Ich erzähle Ihnen jetzt mal, wie das war: Ich war für ein Wochenende in einem Wellnesshotel im Spreewald. Abends guckte ich die „Tagesschau“ und erfuhr dort, dass die Firma Rossmann gegen die neuen GEZ-Gebühren klagt: „Das ist ja interessant“, dachte ich.
 
Sie wussten das gar nicht?
Nein, wir sind hier 20 Personen in der Geschäftsleitung mit klar abgegrenzten Kompetenzen. Der zuständige Geschäftsführer und unsere Anwälte hatten die Klage eingereicht. Es ist hier nicht so, dass alle erst loslegen, wenn der Boss eine Ansage macht. Nach meiner Rückkehr habe ich mir das erklären lassen und stehe voll hinter der Entscheidung.
 
Es soll um Mehrausgaben von etwa 200 000 Euro gehen. Ist das für die Firma Rossmann nicht mehr tragbar?
Es geht hier überhaupt nicht ums Geld, sondern, auch wenn das etwas pathetisch klingen mag, um Gerechtigkeit.
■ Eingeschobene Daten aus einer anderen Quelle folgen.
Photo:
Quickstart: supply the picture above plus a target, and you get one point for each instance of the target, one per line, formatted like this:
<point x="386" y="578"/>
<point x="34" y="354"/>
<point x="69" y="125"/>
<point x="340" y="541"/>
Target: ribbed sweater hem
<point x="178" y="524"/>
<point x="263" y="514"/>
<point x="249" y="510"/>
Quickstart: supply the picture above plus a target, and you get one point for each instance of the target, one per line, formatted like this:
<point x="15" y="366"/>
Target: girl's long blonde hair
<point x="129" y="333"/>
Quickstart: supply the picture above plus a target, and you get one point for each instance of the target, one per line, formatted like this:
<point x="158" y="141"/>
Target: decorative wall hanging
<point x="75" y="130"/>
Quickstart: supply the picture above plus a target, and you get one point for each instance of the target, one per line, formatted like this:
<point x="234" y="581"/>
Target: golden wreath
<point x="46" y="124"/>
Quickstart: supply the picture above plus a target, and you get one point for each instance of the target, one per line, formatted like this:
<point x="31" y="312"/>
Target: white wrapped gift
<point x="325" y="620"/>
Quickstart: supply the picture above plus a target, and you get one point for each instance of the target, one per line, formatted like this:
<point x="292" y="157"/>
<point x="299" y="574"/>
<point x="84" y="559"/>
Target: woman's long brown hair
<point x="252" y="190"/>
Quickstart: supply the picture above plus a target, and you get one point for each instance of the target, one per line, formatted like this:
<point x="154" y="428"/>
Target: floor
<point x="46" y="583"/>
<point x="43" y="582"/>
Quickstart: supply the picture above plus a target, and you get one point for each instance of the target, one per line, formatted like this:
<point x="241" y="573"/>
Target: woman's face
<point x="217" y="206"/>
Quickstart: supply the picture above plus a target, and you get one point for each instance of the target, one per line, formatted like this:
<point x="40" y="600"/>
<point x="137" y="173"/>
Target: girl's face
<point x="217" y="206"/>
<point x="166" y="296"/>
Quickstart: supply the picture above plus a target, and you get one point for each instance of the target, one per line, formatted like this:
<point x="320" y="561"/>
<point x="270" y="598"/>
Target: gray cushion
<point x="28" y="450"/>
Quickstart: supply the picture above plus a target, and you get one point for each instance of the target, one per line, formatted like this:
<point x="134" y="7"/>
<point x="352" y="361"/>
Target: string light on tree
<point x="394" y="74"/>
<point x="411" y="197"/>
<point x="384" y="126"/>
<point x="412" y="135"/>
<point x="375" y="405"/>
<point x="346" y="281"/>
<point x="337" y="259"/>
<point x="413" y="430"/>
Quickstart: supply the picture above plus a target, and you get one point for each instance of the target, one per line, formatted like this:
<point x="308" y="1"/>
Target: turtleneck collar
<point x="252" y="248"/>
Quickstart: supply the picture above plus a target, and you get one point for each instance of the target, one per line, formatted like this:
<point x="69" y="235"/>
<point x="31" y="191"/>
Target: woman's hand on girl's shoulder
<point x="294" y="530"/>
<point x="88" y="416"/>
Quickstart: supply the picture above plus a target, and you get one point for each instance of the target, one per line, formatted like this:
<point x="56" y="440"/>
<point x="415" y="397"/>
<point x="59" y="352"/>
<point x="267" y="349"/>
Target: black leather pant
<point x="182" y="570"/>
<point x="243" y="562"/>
Wir klagen gegen eine unsinnig Regelung, weil es nicht in Ordnung ist, dass ich plötzlich für jeden einzelnen Standort Rundfunkgebühren zahlen soll, obwohl wir in unseren Filialen weder Radio, Fernsehen noch Internet haben. Ich werde zu Unrecht häufig als streitlustig bezeichnet. Ich bin friedfertig, aber gegen Ungerechtigkeit habe ich mich schon immer gewehrt.